Y así, entre el murmullo de los ríos y el susurro de los montes, el chamamé sigue escribiendo su historia, alma misma del litoral, como un poema tejido en acordes y silencios, en la brisa que acaricia los esteros y en el eco de las voces que nunca callan.
Y en cada compás resuena el eco de las gestas heroicas del pueblo correntino, que supo alzar su voz y su espada como flecha al viento. Aquí, el chamamé es memoria viva, un canto que supera sus propias fronteras llevando consigo el sudor del trabajo hacia el sol de una nueva conquista.

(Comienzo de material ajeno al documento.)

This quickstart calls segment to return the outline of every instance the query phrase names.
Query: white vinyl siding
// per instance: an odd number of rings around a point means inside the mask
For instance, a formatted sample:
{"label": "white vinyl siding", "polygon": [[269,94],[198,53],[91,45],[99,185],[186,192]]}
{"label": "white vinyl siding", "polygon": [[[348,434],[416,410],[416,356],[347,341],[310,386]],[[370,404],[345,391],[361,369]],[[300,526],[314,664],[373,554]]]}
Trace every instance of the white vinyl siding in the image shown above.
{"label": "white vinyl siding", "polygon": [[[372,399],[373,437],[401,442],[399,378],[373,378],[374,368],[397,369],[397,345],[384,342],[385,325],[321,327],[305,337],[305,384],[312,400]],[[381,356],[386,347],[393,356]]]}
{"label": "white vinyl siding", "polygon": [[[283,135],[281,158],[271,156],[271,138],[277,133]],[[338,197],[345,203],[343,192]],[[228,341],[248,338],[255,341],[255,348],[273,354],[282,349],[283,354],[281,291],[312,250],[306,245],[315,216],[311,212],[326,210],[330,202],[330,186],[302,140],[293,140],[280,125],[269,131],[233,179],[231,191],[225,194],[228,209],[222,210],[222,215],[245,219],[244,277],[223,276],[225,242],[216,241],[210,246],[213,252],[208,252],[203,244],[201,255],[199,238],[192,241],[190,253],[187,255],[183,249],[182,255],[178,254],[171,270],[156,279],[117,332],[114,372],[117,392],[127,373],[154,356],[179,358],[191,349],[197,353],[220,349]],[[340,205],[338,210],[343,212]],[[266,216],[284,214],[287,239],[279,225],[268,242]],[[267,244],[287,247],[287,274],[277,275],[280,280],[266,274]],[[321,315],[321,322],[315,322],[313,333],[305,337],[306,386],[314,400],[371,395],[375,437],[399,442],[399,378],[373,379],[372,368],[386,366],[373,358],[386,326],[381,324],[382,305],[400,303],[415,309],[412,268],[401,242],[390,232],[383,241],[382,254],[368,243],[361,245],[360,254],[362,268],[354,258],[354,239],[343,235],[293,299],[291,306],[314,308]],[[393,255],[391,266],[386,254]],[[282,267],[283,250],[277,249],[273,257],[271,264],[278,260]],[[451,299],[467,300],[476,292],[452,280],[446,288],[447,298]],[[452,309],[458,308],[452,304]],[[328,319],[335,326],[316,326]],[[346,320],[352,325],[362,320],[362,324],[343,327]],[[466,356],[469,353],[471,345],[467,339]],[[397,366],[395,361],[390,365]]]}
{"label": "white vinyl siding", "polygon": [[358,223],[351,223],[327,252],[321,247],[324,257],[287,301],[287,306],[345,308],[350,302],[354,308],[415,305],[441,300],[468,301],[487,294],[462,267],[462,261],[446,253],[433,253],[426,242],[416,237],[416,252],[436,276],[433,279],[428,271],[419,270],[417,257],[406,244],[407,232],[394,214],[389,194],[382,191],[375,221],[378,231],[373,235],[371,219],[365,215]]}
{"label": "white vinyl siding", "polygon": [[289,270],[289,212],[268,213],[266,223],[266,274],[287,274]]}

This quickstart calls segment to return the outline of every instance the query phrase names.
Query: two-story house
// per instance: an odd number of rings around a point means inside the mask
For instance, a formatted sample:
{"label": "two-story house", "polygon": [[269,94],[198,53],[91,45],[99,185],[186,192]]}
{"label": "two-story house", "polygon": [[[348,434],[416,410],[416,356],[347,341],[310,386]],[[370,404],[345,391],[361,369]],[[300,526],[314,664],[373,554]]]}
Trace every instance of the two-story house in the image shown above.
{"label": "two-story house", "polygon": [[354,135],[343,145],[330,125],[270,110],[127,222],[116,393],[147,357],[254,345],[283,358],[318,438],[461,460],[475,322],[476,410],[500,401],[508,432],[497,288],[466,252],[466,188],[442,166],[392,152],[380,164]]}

CHAMAMÉ, EL AMOR QUE NO TEME AL TIEMPO
Aquí el amor no es solo un sentimiento; es un paisaje que respira. Es el río Paraná que se abraza al manto de plata que refleja la luna, espejo del alma.
Aquí, el amor no se dice; canta historias que nadie se atreve a contar y se recibe como brisa que lleva perfume de azahares.
Chamamé, acervo infinito donde el tiempo no existe, donde el cuerpo vencido resucita en forma canto que jamás se apaga.
Bendición que arrastra las penas de un pueblo que se convierte en leyenda susurrando:
En la brisa del río que murmura,
se alza el canto de la nación que no olvida,
el chamamé, eco de los de antes,
florece en la tierra, en la danza y se erige.
Cantan el río y los bosques,
se entrelazan sus voces, se encienden,
en cada acorde, el alma despierta,
y el avío danza, se eleva y se pierde.
Desde el monte, la música resuena,
y la luna sobre el Paraná brilla,
el chamamé es fe, es devoción,
es avío que cumple con sus votos y no olvida.
En la memoria de los ancestros,
resuena el canto de los guaraníes,
y en cada acorde, se alzan los ecos
de una historia que nunca olvida.
Porque la tierra canta en sus raíces,
el río murmura en su cauce,
y el chamamé, como eco antiguo,
se levanta desde el suelo,
semilla de un pueblo que nunca muere.
La tierra en su alma se guarda,
y en cada paso se escribe la historia,
un canto eterno, canto altivo,
es el chamamé, la gloria del pueblo.
Chamamé, sangre, fe y gesta viva,
en cada nota se alza la esperanza,
y en cada acorde se canta la vida,
llama viva de la memoria que nunca se apaga.